Sulla questione del “Sionismo” e del diritto degli ebrei al ritorno nella loro terra, come promessa ad Abramo, è necessario partire da un punto storico-teologico che è discriminante perché nel cristianesimo non c’è una visione comune; quindi prima di entrare nell’analisi occorre un richiamo storico su come era governata la terra santa – Palestina: Divisione del Regno (931 a.C.) in Regno del Nord (Israele) costituito dalle 10 tribù (detto anche “Casa d’Israele”) e Regno del Sud (Giuda) costituito da 2 tribù (Giuda e Beniamino, detta “Casa di Giuda”). La tribù di Levi non aveva territorio proprio, ma viveva in città sacerdotali sparse.

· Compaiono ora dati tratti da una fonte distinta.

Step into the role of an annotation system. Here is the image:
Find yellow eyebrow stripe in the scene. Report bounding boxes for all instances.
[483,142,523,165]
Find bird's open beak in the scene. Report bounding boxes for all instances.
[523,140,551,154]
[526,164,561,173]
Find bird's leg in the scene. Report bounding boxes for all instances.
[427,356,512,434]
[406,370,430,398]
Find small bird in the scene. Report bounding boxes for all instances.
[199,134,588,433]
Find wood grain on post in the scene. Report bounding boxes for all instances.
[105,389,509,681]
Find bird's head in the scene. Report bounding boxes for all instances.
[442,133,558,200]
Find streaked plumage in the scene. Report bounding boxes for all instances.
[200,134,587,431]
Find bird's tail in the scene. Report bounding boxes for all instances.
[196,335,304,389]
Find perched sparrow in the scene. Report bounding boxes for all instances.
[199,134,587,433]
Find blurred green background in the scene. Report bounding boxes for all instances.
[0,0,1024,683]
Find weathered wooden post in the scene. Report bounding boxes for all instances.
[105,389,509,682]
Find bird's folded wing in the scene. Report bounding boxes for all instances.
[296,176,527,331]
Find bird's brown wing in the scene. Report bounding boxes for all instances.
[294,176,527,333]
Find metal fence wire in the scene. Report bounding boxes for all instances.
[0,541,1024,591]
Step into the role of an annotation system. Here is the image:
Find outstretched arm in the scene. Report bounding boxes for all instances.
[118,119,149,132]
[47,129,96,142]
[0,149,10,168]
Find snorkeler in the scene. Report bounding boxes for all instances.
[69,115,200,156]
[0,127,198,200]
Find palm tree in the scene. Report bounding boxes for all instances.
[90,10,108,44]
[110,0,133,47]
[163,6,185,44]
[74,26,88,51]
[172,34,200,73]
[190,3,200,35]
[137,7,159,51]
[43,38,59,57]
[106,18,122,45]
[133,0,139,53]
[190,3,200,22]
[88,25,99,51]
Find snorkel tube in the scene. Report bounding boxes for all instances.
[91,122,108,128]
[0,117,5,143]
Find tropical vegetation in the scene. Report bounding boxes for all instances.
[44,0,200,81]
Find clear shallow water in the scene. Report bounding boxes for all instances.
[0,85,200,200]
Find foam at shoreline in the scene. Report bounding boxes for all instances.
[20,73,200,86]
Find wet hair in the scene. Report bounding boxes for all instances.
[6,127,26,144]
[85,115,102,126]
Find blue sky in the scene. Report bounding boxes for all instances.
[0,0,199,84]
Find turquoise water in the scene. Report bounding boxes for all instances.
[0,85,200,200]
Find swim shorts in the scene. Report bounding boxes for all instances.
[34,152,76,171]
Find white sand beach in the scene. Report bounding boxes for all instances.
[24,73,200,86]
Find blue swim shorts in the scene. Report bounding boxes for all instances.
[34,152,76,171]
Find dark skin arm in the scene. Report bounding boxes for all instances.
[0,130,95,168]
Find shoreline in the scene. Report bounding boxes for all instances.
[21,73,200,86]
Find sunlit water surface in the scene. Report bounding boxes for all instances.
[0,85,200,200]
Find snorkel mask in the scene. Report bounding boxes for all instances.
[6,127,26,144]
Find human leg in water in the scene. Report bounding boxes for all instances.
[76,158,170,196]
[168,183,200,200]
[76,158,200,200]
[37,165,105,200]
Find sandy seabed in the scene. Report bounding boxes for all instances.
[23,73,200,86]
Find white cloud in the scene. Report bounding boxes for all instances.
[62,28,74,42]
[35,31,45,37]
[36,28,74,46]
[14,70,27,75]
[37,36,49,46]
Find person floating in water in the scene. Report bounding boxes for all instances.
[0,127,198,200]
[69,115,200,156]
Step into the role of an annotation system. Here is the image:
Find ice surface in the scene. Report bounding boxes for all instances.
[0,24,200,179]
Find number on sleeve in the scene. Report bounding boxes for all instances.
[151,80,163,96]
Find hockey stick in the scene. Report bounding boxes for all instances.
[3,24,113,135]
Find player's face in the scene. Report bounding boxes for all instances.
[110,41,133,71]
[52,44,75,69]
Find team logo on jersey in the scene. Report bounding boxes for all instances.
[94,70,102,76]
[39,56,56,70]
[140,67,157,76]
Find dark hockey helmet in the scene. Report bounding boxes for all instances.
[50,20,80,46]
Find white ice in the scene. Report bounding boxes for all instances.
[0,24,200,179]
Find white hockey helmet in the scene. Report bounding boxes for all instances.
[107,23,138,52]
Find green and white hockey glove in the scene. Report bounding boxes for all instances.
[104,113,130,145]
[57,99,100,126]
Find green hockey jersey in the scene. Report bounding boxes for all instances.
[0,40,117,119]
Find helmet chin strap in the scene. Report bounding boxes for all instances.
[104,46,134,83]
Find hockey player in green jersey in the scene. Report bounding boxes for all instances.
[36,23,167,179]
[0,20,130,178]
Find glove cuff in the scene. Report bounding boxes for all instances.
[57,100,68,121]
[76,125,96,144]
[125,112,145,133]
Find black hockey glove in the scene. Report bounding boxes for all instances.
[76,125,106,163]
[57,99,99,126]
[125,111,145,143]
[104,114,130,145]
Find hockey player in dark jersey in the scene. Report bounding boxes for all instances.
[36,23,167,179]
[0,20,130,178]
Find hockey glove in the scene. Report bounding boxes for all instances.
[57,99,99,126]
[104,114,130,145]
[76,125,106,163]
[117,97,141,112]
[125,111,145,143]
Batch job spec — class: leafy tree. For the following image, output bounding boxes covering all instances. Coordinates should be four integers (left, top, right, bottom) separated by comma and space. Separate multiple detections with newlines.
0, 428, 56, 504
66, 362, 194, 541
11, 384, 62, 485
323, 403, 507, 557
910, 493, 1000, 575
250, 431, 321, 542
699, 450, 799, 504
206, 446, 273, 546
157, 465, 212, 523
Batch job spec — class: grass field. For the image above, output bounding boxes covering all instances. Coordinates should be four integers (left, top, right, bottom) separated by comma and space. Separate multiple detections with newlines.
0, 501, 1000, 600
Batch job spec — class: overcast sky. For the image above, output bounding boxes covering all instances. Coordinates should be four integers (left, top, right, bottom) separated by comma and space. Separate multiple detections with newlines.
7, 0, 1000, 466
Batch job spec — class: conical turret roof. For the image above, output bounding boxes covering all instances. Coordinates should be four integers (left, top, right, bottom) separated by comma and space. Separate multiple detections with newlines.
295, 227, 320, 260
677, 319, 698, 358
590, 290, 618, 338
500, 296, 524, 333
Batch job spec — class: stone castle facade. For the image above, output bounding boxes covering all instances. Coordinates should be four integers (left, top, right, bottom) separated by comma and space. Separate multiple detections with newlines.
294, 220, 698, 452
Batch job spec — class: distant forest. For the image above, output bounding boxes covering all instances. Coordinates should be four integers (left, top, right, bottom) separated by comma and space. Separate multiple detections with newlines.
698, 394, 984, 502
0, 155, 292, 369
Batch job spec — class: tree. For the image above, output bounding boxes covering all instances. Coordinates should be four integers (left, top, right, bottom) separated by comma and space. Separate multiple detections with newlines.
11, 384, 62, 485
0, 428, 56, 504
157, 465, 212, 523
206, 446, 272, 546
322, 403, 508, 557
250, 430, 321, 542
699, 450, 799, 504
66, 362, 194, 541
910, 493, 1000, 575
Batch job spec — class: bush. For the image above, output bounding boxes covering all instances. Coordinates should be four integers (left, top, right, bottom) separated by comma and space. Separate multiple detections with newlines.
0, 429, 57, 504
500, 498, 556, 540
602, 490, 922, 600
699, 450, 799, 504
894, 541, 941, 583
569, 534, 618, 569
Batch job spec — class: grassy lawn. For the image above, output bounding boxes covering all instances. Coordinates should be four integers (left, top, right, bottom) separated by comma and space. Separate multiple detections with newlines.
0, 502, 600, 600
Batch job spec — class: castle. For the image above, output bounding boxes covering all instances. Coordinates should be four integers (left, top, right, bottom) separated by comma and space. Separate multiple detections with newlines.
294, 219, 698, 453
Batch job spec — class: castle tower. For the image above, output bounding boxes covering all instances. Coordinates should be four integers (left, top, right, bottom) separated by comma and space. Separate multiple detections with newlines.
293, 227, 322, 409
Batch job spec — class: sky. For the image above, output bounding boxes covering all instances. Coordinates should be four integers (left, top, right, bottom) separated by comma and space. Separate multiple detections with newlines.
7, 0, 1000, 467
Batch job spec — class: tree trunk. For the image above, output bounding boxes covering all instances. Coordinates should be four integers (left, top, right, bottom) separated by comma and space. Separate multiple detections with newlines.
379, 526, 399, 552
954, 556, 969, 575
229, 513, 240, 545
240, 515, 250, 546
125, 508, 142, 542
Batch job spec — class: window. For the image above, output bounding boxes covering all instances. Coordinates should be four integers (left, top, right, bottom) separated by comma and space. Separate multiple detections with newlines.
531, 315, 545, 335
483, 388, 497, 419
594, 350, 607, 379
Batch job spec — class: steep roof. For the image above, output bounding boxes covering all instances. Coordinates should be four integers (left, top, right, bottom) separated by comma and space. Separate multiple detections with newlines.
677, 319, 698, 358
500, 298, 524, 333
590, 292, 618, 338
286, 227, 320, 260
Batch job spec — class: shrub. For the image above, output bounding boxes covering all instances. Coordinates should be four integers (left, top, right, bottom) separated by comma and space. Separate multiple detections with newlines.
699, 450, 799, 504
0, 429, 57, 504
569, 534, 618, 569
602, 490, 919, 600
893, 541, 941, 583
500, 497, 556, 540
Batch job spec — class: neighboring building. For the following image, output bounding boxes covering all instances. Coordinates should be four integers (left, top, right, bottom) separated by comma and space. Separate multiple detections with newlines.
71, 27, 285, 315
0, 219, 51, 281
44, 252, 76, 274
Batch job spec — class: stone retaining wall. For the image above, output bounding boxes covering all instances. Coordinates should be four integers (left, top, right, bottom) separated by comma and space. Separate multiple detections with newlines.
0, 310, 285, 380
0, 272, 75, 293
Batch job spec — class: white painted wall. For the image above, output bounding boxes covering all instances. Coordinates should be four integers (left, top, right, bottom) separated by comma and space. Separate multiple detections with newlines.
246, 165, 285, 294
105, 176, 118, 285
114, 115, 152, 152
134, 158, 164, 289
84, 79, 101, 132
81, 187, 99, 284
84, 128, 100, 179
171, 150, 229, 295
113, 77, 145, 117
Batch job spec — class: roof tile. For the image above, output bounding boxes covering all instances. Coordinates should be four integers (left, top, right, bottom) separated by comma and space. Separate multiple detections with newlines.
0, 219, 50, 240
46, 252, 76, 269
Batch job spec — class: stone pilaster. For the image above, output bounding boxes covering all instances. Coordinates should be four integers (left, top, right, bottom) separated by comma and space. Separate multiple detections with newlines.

La deportazione delle dieci tribù in Assiria e nelle regioni dell’impero mesopotamico, sono le tribù che vengono poi ricordate come le “Dieci tribù perdute di Israele” nei vangeli. Infatti alcuni gruppi discendenti (o ritenuti tali) sarebbero migrati successivamente verso est (Asia centrale, India) o ovest (Mediterraneo), dando origine secondo la tradizione orale a ipotesi di continuità etnica (ad esempio: ebrei bukhariani, falascia d’Etiopia, beni menashe dell’India, ecc.).  Inoltre abbiamo la deportazione degli ebrei del Regno di Giuda (586 a.C.) a seguito della conquista di Gerusalemme da parte di Nabucodonosor II (Babilonesi) e dopo l’editto di Ciro di Persia (538 a.C.), una parte del popolo ebraico ritornò a Gerusalemme, ma molte famiglie rimasero nella diaspora.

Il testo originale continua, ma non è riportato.